The founder story fits the product risk. Uberti's official Etched bio says he is a Harvard Thiel Fellow, Math 55 alumnus and AI compiler engineer who developed the Cortex-M backend for TVM. Wachen is listed as a Harvard Thiel Fellow who co-founded Prod and Mentor Labs, and Etched now lists Ross as CTO, with a company-supplied note that he previously served as Cypress CTO and shipped systems on A0 silicon. The new leadership page also names executives with Nvidia, Google TPU, Broadcom and supply-chain backgrounds, including Brian Loiler, who Etched says spent 22 years at Nvidia and helped build HGX and DGX systems, and David Munday, who Etched says built the TPU software team from v1 through v5.
The hiring disclosures matter because Etched's current promise depends on coordination across silicon, memory, networking, thermals and software. The company says it now has more than 400 engineers from Nvidia, Google TPUs, Broadcom, SK Hynix, TSMC and quantitative trading firms. That is a large headcount for a startup that only publicly announced a $120 million Series A in June 2024, when Reuters reported Etched was building a processor tuned to run transformer models and had been valued at $34 million at its 2023 seed round.
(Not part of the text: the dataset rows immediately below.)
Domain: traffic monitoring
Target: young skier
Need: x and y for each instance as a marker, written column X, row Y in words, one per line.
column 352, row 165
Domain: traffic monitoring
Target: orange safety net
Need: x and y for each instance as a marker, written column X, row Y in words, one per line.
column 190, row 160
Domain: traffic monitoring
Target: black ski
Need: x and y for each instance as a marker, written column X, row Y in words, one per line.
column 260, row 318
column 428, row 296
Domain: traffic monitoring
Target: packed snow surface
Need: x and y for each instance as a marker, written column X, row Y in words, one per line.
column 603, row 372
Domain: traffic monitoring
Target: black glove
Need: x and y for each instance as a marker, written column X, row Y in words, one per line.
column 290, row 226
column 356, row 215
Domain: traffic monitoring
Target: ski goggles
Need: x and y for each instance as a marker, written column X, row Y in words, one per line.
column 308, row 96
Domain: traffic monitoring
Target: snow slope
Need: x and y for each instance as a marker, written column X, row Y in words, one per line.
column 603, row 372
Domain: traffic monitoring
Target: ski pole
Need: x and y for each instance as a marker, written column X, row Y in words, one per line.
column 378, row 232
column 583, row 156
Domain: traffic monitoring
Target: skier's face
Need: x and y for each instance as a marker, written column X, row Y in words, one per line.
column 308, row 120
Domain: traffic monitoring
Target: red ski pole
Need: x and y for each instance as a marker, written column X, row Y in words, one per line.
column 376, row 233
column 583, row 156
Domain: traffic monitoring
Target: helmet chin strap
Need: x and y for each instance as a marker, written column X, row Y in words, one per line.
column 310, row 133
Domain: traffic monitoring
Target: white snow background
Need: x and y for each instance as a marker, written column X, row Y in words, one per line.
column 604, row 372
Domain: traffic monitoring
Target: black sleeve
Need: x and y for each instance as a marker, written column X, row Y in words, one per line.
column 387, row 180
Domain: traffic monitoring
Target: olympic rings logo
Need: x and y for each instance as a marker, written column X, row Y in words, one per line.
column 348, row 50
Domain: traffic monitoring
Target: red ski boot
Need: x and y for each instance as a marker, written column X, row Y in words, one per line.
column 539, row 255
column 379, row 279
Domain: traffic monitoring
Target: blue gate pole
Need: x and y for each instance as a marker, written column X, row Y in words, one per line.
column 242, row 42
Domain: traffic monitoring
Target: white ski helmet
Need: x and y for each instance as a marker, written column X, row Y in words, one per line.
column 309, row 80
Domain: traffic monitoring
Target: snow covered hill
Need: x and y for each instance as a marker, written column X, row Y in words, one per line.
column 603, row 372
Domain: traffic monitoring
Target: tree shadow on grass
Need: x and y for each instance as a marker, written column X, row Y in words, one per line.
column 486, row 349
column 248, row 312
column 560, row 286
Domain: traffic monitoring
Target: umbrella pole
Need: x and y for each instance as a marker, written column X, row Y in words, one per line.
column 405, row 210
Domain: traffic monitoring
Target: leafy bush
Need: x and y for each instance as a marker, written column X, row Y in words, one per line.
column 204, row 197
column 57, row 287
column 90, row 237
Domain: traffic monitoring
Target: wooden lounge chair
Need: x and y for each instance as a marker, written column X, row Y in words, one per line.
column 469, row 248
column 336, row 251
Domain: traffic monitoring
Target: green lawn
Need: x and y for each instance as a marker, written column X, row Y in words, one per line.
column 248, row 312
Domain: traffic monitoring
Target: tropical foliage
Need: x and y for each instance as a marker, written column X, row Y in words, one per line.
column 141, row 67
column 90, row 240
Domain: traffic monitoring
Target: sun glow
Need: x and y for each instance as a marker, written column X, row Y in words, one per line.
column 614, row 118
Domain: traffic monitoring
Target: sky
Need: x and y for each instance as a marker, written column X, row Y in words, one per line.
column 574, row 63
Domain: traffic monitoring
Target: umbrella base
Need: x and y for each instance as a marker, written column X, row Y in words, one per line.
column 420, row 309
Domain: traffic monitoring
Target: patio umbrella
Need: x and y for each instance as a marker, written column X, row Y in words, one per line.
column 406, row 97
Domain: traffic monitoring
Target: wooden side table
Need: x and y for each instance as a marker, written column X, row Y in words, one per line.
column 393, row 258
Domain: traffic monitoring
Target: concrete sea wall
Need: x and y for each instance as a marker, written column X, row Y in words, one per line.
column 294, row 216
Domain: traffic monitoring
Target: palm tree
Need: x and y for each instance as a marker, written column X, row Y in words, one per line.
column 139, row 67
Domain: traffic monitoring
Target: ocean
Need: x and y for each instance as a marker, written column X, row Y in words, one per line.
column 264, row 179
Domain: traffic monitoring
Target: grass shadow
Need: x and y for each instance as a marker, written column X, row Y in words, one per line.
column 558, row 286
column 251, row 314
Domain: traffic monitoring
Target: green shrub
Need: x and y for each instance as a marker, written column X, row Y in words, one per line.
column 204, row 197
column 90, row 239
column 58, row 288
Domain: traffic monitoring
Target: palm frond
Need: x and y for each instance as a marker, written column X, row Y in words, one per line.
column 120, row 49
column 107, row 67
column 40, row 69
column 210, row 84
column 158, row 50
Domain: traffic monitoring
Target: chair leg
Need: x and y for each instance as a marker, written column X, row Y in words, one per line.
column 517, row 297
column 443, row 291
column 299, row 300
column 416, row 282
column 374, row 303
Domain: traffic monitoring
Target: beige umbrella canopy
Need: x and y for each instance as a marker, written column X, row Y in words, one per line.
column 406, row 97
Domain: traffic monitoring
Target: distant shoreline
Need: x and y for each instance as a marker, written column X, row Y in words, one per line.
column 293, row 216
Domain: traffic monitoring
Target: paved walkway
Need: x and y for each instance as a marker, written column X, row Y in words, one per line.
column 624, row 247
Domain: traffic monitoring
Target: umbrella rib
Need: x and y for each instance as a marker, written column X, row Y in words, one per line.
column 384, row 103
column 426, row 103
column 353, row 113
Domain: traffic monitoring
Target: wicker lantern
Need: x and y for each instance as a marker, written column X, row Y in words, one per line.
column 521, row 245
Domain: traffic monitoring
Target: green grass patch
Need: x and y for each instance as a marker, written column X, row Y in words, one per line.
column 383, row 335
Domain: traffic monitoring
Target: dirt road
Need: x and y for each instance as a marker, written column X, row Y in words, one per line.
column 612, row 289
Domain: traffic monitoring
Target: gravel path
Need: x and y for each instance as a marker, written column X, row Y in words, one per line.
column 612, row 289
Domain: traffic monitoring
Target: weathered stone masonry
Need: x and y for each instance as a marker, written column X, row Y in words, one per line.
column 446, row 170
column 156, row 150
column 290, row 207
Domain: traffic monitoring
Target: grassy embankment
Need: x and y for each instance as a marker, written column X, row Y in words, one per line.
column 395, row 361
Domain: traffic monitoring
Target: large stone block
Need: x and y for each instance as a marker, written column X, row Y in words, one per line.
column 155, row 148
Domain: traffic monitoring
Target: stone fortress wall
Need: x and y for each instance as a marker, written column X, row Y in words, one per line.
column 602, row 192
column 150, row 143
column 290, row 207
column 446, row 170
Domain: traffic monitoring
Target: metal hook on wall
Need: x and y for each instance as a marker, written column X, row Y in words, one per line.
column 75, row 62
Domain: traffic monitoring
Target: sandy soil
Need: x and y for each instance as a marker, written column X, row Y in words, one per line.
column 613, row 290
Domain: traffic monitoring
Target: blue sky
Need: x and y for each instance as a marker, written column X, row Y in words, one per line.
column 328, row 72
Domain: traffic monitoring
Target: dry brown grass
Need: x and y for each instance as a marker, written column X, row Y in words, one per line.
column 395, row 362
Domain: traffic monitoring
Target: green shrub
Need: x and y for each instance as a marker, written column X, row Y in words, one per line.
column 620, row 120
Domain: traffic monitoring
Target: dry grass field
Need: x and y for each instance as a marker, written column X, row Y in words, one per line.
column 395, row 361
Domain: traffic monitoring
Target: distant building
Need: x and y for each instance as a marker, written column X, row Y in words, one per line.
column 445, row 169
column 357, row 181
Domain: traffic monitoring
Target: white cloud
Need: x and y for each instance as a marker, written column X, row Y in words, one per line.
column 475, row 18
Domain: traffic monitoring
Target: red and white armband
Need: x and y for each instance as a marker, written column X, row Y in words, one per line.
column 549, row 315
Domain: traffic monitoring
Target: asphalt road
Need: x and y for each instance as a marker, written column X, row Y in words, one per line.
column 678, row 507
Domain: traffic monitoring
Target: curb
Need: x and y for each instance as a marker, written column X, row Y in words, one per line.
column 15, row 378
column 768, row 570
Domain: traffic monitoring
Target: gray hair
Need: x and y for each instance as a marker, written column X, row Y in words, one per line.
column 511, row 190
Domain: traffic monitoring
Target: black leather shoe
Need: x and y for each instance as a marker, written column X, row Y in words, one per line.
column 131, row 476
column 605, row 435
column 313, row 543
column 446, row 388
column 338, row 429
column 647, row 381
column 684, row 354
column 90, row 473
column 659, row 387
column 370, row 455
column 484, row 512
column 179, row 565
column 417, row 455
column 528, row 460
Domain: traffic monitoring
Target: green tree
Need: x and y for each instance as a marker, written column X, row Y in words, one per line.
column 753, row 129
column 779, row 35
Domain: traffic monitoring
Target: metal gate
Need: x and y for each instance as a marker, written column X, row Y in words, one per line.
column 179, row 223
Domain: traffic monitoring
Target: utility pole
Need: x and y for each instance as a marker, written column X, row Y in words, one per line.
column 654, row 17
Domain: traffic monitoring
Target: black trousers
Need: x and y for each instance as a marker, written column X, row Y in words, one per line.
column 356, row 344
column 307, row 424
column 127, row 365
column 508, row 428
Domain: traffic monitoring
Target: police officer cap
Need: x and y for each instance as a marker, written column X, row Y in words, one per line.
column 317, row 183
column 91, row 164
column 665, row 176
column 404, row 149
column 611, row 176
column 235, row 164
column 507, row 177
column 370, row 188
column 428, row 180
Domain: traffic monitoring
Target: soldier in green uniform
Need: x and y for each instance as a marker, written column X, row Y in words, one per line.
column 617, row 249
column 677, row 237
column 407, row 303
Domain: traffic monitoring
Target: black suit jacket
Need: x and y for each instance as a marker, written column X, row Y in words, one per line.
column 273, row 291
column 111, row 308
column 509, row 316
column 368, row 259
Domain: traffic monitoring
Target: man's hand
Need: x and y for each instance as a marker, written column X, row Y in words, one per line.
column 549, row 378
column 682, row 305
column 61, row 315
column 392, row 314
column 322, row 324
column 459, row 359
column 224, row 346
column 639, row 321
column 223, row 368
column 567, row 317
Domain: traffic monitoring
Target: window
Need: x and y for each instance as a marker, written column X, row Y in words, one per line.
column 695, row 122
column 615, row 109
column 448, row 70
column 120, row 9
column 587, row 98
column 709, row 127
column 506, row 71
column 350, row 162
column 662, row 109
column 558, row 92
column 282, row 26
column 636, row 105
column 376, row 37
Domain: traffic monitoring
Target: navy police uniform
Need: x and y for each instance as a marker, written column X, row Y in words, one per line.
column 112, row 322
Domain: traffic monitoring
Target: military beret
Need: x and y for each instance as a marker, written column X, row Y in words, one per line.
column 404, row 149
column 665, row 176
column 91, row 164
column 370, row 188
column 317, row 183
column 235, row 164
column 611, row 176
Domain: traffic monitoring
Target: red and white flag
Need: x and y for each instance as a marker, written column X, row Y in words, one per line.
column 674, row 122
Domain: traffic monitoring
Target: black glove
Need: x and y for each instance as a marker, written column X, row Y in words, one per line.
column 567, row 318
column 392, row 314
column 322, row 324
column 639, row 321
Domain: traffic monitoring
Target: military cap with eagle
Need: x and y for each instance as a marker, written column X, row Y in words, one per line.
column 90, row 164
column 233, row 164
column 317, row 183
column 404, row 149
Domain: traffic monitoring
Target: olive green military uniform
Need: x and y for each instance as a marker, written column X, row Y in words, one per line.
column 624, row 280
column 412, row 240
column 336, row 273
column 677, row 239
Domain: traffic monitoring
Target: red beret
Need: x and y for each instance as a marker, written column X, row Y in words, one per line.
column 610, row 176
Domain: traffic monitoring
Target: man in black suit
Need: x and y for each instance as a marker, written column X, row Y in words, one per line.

Etched's technical framing on Tuesday centered on two named approaches: Low-Voltage Inference and Cluster-Scale Memory. Low-Voltage Inference is Etched's answer to thermal throttling at high FLOPs utilization: the company says it runs math blocks at less than half the voltage of most AI chips and can run trillion-parameter sparse mixture-of-experts workloads at more than 80% of peak FLOPs without thermal throttling. Cluster-Scale Memory is its answer to decode latency: Etched says it built a lower-latency shared memory pool across its scale-up domain using a proprietary high-bandwidth interconnect and an HBM/SRAM hybrid design.
Those are company claims, not independent benchmarks. Etched did not publish rack pricing, named customer results, contract durations, gross margin targets, production capacity or comparative numbers against Blackwell or Rubin systems. It also did not disclose how much of the $1 billion in customer contracts is contingent on delivery, performance, acceptance testing or financing. For a company selling hardware into hyperscale infrastructure cycles, those details separate demand from durable revenue.
Still, the announcement marks a real escalation. Inference has become the cost center AI labs and cloud providers cannot avoid: every agent session, coding task, voice interaction, search result and long-context workflow consumes serving capacity after the model is trained. Etched's bet is that a narrower system, optimized around those workloads, can undercut general-purpose GPUs where the next wave of AI usage actually runs. The next proof point is not another financing. It is whether the racks that ship this summer perform in customer environments at the throughput, latency and power levels Etched is now putting at the center of the company.